Repite Sharon
Pocas elecciones israelíes han adquirido la trascendencia de las que acaba de ganar con autoridad Ariel Sharon. El líder derechista ha sido reelegido por sus conciudadanos, pese a que nunca en tiempos recientes fue tan incierto el horizonte para los israelíes y nunca hubo tanto miedo. La abstención ha sido la mayor en toda la historia de esta democracia de alta participación electoral. Los comicios han visto el anunciado hundimiento de la oposición laborista del poco creíble Amram Mitzna y el despegue imparable como tercera fuerza de un partido centrista y laicista, el Shinui, que se convertirá en árbitro de la compleja aritmética poselectoral.
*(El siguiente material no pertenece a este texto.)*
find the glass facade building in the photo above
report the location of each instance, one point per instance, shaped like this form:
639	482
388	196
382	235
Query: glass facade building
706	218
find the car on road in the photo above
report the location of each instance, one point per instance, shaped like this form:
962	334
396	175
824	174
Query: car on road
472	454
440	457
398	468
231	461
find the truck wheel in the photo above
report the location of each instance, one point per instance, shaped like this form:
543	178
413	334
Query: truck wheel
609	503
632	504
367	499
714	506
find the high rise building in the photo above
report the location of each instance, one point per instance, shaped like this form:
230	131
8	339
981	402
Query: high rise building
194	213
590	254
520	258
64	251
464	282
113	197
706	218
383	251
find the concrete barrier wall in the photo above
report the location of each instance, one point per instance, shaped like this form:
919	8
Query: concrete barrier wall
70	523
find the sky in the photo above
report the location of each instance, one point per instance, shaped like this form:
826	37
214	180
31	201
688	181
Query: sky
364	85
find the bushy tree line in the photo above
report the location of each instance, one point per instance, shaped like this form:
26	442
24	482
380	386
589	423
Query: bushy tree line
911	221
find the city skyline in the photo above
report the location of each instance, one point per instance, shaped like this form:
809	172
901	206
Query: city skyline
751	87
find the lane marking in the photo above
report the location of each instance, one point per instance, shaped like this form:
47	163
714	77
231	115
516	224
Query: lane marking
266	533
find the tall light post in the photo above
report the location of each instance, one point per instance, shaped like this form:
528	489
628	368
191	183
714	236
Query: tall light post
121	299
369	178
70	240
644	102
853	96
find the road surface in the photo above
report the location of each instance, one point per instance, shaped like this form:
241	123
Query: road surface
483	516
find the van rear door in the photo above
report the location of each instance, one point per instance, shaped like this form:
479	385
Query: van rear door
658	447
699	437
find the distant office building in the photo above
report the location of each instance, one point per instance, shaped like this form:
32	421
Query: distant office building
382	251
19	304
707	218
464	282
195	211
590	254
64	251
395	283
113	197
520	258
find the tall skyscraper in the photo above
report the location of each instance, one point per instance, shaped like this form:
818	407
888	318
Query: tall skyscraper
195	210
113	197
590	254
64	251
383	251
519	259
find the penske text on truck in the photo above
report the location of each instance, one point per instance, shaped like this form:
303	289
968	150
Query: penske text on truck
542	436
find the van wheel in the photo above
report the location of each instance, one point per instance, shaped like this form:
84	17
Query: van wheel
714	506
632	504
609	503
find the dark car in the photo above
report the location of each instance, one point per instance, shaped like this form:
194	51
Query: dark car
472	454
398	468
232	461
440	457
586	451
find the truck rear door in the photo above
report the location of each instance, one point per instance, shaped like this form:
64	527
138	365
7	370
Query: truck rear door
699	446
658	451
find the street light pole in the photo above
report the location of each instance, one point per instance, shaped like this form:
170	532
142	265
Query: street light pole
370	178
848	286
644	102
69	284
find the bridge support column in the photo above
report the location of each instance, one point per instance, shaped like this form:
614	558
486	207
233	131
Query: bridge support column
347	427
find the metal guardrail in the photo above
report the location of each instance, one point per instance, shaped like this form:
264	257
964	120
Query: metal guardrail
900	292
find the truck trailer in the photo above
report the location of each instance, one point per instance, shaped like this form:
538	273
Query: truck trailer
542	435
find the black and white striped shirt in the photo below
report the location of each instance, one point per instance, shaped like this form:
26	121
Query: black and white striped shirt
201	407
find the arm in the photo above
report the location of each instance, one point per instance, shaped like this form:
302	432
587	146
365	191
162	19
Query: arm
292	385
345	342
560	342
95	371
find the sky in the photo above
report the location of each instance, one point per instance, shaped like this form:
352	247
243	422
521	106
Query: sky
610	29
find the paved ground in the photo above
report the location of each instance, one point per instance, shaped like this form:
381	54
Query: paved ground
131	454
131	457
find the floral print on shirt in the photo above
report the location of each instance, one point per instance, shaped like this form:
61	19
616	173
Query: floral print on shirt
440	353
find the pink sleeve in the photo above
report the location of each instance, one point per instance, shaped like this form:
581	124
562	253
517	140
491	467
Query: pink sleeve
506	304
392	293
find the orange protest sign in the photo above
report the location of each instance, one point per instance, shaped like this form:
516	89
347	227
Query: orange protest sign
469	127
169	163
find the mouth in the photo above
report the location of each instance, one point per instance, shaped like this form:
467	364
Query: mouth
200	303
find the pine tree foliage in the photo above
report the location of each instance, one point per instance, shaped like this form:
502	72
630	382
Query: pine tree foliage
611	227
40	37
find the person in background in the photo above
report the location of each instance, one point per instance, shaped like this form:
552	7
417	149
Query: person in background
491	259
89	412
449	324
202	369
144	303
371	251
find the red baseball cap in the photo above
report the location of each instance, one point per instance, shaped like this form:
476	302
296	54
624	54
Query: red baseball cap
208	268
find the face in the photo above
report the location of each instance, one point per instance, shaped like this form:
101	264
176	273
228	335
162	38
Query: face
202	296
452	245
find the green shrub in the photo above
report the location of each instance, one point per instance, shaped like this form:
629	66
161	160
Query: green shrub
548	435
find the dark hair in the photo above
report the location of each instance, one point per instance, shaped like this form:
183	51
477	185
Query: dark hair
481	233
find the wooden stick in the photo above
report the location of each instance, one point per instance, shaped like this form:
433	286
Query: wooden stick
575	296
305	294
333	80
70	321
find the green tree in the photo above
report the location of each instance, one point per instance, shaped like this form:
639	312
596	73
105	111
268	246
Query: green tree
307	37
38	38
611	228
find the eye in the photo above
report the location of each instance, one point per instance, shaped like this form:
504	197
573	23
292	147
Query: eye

Para quienes creen que Israel no cambiará su visión de los palestinos ni su política expansionista -las elecciones de ayer se celebraron con los reocupados territorios cerrados a cal y canto-, el triunfo del Likud es la confirmación de sus peores temores. El primer ministro revalidado promete, sin embargo, tiempos nuevos. Vistos los antecedentes, nadie de buena fe puede creer que Sharon esté dispuesto a convivir con un Estado palestino, como ha asegurado a su partido antes de los comicios, siguiendo el eco de su supremo aliado y valedor George W. Bush.
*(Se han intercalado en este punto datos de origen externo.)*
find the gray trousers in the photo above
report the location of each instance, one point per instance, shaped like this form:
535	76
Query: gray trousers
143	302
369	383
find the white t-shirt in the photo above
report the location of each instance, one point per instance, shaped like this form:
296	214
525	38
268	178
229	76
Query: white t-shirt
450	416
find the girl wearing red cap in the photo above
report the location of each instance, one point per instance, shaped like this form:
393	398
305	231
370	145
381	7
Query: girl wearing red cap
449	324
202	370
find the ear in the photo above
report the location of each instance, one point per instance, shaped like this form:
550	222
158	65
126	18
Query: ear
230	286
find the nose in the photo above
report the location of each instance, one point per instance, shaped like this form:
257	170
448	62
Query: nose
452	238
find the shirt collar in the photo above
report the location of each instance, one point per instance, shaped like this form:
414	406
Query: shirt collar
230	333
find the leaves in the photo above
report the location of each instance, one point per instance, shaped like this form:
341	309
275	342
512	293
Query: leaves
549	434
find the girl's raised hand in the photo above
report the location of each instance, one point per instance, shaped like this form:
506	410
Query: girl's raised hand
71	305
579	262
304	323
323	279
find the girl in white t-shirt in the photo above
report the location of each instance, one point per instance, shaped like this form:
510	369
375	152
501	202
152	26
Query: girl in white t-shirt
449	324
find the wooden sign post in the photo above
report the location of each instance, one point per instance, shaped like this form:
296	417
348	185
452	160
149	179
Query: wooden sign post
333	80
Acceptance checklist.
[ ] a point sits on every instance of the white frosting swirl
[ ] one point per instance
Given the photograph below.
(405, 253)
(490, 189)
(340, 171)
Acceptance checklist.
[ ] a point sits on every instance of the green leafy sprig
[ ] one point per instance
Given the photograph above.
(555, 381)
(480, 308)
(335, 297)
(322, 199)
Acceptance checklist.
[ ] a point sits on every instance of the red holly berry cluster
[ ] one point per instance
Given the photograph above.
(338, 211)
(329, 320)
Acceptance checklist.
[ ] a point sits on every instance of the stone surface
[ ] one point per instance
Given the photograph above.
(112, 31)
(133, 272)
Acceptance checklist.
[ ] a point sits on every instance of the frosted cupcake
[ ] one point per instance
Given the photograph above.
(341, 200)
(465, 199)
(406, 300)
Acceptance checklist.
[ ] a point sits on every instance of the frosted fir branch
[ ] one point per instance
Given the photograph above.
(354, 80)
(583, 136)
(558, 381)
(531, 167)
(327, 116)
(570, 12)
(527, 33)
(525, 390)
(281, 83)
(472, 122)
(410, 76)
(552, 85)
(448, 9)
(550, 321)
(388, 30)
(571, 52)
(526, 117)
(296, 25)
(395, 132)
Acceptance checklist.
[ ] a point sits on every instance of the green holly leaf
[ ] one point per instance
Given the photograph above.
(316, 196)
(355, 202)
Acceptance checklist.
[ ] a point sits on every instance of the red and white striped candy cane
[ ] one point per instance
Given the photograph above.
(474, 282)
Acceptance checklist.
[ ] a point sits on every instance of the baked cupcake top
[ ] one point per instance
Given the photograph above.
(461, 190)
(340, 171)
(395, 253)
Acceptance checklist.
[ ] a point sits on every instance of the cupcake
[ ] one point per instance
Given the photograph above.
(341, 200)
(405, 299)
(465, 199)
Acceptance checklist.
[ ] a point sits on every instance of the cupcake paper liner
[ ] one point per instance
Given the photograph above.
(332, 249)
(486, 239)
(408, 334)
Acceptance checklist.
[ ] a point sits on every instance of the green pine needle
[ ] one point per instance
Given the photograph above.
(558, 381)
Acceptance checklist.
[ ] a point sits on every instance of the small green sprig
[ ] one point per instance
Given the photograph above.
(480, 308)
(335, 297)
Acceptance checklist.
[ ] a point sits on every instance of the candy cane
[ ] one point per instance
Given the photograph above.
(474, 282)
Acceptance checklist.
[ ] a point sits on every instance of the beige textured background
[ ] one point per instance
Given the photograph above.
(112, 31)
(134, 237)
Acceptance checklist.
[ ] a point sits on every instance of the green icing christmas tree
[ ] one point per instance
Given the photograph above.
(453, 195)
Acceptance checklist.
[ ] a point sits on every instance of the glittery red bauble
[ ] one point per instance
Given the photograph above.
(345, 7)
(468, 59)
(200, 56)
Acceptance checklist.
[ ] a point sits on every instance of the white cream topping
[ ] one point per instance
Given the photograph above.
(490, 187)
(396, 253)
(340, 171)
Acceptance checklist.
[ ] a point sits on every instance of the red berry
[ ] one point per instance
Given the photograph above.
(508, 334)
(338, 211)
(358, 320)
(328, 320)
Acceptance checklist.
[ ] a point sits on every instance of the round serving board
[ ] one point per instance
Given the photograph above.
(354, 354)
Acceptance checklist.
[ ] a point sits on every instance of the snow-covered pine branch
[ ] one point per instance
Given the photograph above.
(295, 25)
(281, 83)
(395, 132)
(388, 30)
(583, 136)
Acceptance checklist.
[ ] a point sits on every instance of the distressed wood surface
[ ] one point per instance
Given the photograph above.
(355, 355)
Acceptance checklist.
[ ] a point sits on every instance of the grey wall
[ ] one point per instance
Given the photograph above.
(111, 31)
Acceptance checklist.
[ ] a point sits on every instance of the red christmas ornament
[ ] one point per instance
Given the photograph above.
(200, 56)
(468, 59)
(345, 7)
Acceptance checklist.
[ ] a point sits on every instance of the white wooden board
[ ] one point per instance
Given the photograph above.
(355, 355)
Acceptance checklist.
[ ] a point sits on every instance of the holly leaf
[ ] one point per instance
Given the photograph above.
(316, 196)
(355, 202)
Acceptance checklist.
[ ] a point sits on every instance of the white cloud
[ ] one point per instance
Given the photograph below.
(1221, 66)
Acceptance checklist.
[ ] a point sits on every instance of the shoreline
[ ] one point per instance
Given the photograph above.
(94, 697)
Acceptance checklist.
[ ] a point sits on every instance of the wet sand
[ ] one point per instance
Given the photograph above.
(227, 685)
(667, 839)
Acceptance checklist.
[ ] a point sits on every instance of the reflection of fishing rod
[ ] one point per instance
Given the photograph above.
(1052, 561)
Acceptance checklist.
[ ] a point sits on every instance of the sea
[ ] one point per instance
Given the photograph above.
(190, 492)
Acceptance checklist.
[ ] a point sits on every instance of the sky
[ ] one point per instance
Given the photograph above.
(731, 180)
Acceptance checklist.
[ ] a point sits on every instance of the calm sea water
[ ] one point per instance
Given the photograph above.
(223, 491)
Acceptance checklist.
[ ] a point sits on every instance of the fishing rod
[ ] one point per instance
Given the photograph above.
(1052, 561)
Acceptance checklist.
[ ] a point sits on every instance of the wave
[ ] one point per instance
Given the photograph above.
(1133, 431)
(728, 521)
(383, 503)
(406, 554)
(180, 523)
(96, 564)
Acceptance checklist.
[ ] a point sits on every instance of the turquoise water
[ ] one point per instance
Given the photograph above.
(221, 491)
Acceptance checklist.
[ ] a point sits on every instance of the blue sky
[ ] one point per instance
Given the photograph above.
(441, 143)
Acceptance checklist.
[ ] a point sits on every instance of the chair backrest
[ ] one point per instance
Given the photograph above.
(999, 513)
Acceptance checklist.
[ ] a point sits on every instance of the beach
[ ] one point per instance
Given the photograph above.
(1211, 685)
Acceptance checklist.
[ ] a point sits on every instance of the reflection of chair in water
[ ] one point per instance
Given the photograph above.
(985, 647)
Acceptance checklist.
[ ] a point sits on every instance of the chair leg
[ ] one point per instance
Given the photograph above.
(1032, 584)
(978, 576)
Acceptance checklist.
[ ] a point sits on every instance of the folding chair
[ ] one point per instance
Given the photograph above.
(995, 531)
Lo cierto es que este Israel de 2003 está en una situación peor que las alumbradas por sus últimas guerras victoriosas. Después de medio siglo, el conflicto palestino-israelí, que en su momento se dirimiera a través de Estados y ejércitos, se ha convertido, a raíz de la segunda Intifada, en una sanguinaria lucha de comunidades que envilece a sus participantes y convierte a cada uno de ellos en potencial asesino o terrorista. Aniquilada cualquier referencia a algún proyecto previo de paz, es impensable que Sharon y Arafat, descartado éste como interlocutor tanto por Israel como por EE UU, puedan negociar nada fructífero.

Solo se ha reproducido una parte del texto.